The locomotion around each of the levels is nicely thought out so that it combines elements of spatial puzzles as well as simply getting in the right position to shoot dudes. It also adds in some great environmental items that have dual functions. Most items can be kicked and come with a targeting arc so they can be booted at an enemy for a quick takedown, or moved to a different area; and some, like barrels, can even be ridden so that you can speed through certain areas whilst crushing foes underfoot. Flicking into slow motion whilst doing these things adds another layer of options with thinking and reaction time increased and the joy amped up.
Scanning the areas for opportunities to get quick kills or be safe becomes more and more important as the story progresses. My Friend Pedro has the tools on display from the early stages, but really does ask you to master them to conquer the later levels. The platforming elements come into their own, and the somewhat loose movement that you compensate for suddenly isn’t as friendly as the banana. Fortunately restarts are quick and very little progress is lost so you’re encouraged to retry and work your way around the problem. Sometimes switching to heavier weapons will work, sometimes it’s simply nailing the timing and letting yourself go with the flow.

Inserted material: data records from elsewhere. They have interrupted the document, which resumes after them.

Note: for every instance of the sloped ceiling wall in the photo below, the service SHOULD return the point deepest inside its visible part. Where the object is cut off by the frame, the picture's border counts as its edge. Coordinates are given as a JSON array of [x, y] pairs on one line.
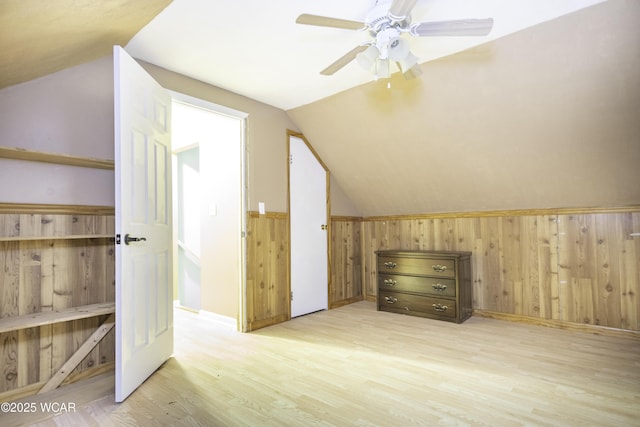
[[546, 118], [41, 37]]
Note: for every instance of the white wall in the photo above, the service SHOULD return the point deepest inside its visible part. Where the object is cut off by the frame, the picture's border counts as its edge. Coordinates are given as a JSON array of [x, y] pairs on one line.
[[69, 112]]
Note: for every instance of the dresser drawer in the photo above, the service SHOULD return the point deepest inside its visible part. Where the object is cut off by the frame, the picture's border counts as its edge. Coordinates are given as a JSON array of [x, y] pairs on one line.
[[424, 285], [411, 304], [422, 266]]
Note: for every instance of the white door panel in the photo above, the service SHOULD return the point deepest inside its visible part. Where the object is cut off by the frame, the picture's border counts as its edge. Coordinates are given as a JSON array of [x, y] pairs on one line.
[[308, 220], [144, 316]]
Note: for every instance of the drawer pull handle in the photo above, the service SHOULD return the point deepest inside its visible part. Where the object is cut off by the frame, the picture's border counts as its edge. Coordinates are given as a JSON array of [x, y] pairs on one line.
[[439, 287], [439, 268], [439, 307]]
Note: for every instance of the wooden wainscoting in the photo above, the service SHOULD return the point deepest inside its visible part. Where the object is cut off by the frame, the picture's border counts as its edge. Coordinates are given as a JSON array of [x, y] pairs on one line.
[[580, 266], [346, 261], [267, 270], [49, 263]]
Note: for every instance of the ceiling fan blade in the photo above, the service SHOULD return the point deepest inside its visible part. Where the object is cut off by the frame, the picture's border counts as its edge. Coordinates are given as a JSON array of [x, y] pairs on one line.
[[400, 9], [462, 27], [325, 21], [344, 60]]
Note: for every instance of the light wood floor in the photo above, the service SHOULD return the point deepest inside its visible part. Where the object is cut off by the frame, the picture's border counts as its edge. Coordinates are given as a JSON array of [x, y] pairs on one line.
[[356, 366]]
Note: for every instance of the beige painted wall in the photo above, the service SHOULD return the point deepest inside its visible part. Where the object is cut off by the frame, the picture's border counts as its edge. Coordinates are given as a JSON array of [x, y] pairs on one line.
[[547, 117]]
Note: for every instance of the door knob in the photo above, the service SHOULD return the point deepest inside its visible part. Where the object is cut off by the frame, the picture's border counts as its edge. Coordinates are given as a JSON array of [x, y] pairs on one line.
[[128, 239]]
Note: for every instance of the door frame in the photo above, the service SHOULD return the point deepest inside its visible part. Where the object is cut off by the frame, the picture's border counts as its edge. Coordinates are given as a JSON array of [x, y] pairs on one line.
[[241, 320], [291, 133]]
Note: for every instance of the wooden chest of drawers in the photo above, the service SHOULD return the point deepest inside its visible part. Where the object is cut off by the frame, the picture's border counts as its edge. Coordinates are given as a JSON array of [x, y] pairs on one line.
[[425, 283]]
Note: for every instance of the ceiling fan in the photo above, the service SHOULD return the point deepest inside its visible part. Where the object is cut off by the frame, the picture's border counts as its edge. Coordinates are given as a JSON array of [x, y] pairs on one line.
[[387, 21]]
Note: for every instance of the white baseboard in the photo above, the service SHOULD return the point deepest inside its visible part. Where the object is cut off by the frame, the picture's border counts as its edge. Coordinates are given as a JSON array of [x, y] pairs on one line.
[[227, 321], [218, 318]]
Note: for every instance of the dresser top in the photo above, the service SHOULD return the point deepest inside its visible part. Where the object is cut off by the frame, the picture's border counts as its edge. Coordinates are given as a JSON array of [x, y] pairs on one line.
[[423, 254]]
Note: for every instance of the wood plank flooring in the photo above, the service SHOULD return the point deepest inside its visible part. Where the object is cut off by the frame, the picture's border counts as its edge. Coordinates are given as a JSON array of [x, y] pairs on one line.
[[354, 366]]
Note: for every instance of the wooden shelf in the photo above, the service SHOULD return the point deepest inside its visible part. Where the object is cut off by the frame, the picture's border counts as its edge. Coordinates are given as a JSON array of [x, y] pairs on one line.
[[70, 237], [43, 209], [32, 320], [60, 159]]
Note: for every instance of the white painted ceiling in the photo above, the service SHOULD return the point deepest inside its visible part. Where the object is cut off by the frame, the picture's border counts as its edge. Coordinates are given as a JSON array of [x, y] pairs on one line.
[[255, 48]]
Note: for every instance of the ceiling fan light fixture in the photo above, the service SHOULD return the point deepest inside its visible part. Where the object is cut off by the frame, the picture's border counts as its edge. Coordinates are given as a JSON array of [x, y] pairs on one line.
[[398, 49], [382, 69], [367, 59], [410, 67]]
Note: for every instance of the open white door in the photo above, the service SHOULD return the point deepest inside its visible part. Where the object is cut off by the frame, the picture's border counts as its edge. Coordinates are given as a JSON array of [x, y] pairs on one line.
[[308, 225], [144, 316]]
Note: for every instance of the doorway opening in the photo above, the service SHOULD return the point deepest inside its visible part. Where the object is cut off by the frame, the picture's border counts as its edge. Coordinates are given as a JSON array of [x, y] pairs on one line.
[[208, 154]]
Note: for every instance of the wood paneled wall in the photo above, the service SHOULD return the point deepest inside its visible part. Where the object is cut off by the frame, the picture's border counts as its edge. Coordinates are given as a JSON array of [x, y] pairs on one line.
[[50, 274], [580, 268], [267, 297], [346, 261], [268, 267]]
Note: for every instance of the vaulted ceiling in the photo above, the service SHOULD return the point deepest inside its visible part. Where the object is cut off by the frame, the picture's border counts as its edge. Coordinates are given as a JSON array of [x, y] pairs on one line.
[[250, 47], [543, 112]]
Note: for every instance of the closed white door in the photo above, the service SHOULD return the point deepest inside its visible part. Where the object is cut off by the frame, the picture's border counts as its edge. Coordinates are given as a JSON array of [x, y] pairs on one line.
[[309, 231], [144, 316]]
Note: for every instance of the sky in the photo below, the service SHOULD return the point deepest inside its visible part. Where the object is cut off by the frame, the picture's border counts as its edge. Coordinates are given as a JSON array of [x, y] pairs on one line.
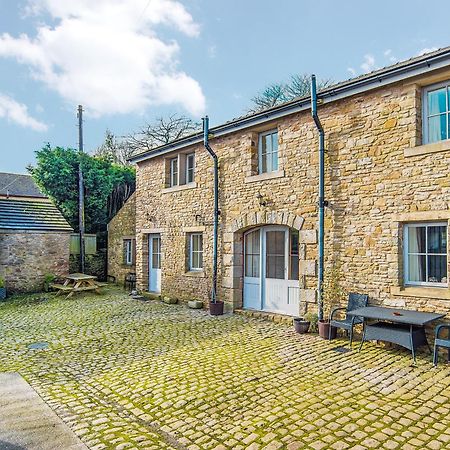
[[129, 62]]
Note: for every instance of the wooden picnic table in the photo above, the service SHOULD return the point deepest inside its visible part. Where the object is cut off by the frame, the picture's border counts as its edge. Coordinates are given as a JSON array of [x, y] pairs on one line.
[[77, 282]]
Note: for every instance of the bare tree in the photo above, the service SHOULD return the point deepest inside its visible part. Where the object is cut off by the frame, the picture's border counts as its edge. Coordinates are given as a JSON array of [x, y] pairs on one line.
[[277, 93], [114, 149], [162, 131]]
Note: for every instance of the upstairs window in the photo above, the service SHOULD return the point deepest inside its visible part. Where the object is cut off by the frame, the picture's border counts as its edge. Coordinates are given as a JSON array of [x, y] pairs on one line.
[[128, 252], [190, 163], [173, 172], [425, 254], [268, 152], [181, 169], [436, 110]]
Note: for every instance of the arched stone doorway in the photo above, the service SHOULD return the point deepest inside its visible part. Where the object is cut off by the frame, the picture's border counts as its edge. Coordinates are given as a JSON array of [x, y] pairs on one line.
[[262, 261]]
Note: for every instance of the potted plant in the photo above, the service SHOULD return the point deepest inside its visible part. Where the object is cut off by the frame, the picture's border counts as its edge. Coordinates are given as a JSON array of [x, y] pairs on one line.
[[216, 308], [333, 295], [313, 320], [2, 289], [301, 325]]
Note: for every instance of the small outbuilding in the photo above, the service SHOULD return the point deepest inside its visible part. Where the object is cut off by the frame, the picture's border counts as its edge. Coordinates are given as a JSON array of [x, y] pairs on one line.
[[34, 236]]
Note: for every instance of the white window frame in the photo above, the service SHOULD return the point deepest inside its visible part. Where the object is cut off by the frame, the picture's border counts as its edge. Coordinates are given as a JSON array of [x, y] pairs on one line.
[[406, 226], [191, 252], [174, 180], [128, 252], [425, 93], [260, 148], [179, 177], [187, 169]]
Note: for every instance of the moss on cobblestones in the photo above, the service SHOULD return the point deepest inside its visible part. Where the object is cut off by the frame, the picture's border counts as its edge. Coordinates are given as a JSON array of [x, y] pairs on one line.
[[129, 374]]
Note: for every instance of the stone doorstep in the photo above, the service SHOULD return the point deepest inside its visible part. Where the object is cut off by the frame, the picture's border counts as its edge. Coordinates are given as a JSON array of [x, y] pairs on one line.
[[272, 317]]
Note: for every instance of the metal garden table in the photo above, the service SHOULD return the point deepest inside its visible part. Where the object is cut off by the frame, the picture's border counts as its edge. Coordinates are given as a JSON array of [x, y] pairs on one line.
[[399, 326]]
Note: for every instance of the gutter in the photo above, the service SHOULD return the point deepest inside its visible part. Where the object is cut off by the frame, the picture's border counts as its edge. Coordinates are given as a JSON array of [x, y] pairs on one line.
[[216, 205], [322, 202], [383, 77]]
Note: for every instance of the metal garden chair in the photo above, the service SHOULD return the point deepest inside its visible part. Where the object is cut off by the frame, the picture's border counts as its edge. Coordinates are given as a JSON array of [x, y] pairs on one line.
[[355, 301], [441, 341]]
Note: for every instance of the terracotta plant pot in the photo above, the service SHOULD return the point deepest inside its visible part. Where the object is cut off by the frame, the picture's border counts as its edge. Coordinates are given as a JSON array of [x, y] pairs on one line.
[[324, 329], [301, 325], [216, 309]]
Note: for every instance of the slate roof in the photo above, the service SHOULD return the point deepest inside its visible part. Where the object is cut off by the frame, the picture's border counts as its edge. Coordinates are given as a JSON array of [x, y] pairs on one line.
[[18, 185], [31, 215]]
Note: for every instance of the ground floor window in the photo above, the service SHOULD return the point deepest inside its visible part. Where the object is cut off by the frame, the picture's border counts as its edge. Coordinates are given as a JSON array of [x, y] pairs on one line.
[[425, 254], [196, 251]]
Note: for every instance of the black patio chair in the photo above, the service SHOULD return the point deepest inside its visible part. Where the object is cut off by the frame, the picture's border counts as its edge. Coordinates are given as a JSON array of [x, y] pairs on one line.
[[440, 341], [130, 281], [355, 301]]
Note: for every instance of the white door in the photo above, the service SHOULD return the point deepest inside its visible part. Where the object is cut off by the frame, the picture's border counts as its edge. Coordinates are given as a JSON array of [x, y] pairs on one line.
[[252, 270], [154, 263], [271, 270]]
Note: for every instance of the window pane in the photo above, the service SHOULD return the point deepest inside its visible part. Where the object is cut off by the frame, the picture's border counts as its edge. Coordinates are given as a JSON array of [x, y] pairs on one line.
[[275, 267], [294, 268], [437, 102], [417, 270], [416, 239], [437, 128], [437, 239], [437, 269], [274, 161], [275, 242]]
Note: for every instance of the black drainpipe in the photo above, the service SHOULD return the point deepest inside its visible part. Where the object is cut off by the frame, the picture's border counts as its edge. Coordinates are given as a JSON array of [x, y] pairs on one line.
[[216, 205], [322, 202]]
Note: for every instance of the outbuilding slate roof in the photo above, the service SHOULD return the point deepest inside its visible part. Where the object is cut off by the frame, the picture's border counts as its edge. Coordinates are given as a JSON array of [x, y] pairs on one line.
[[17, 185], [31, 215]]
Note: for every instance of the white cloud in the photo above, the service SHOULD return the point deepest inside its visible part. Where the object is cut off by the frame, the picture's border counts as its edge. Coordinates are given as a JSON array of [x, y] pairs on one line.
[[107, 56], [369, 63], [388, 54], [212, 51], [17, 112], [426, 50]]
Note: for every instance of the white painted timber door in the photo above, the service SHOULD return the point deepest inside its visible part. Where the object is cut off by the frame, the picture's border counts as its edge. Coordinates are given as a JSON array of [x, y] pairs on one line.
[[252, 270], [154, 263], [271, 270]]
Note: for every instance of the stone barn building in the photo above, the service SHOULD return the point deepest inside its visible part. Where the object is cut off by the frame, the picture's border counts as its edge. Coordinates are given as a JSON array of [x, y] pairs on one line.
[[387, 187], [122, 242], [34, 236]]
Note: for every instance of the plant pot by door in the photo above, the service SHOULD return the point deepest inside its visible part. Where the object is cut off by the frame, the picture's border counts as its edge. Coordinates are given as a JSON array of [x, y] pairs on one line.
[[216, 309], [324, 329], [301, 325]]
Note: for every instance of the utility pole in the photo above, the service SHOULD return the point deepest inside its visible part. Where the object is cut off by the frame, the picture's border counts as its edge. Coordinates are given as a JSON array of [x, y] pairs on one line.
[[81, 188]]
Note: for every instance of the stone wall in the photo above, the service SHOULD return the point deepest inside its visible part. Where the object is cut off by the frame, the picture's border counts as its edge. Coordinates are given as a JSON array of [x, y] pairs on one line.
[[122, 226], [25, 258], [374, 184]]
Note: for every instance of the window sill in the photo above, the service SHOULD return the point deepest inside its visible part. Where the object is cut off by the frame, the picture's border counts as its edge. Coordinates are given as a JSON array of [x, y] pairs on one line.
[[265, 176], [195, 273], [181, 187], [435, 147], [421, 292]]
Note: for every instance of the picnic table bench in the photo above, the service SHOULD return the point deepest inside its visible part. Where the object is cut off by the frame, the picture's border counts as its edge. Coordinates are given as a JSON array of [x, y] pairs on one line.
[[77, 282]]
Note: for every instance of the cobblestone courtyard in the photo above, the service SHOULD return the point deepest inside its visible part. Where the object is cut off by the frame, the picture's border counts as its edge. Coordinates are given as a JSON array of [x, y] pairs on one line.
[[125, 374]]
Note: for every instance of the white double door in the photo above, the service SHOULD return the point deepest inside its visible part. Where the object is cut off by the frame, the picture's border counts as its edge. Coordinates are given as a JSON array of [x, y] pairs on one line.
[[154, 263], [271, 270]]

The 2.5D presentation works a treat for the style of My Friend Pedro, and it’s appropriately bright and colourful when it needs to be (i.e., when there’s banana’s and blood). Even though it’s largely industrial building or sewer based, it manages to remain fairly distinct with the enemy types and mechanisms providing the point of difference. There’s little to no dialogue outside the first or last few seconds of a level, and that’s only text based, though there’s a wickedly dark sense of humour in play through it all. You could try and draw some parallels to the protagonists state of mind and delusional tendencies with the banana popping up to make faces when you’ve done something really cool, but there’s no point. This is just an excuse to stylishly kill goons. Bosses don’t pose much of a problem either and will most likely succumb to your skills on the first try or two.
My Friend Pedro’s killer selling point though is the auto selection of a gif at the end of each level that allows you to record what it thinks was your best move. Some are great, some are terrible, but you’ll end up saving the vast majority of them ready to share online. It’s this inbuilt social marketing tool which will help drive the growth and reach of this quirky and slick indie game. Sure, it’s short, and it’s light on additional content once the story is done, yet it keeps the levels tight and scores you with a focus on speed so that if you want the best rank you’re going to have to practice. Any game that lets you kick a frying pan in the air and use it to ricochet bullets into unsuspecting enemies has got to be worth a play, right?
A PC review copy of My Friend Pedro was provided by DeadToast’s PR team, and the game is available now on PC and Switch.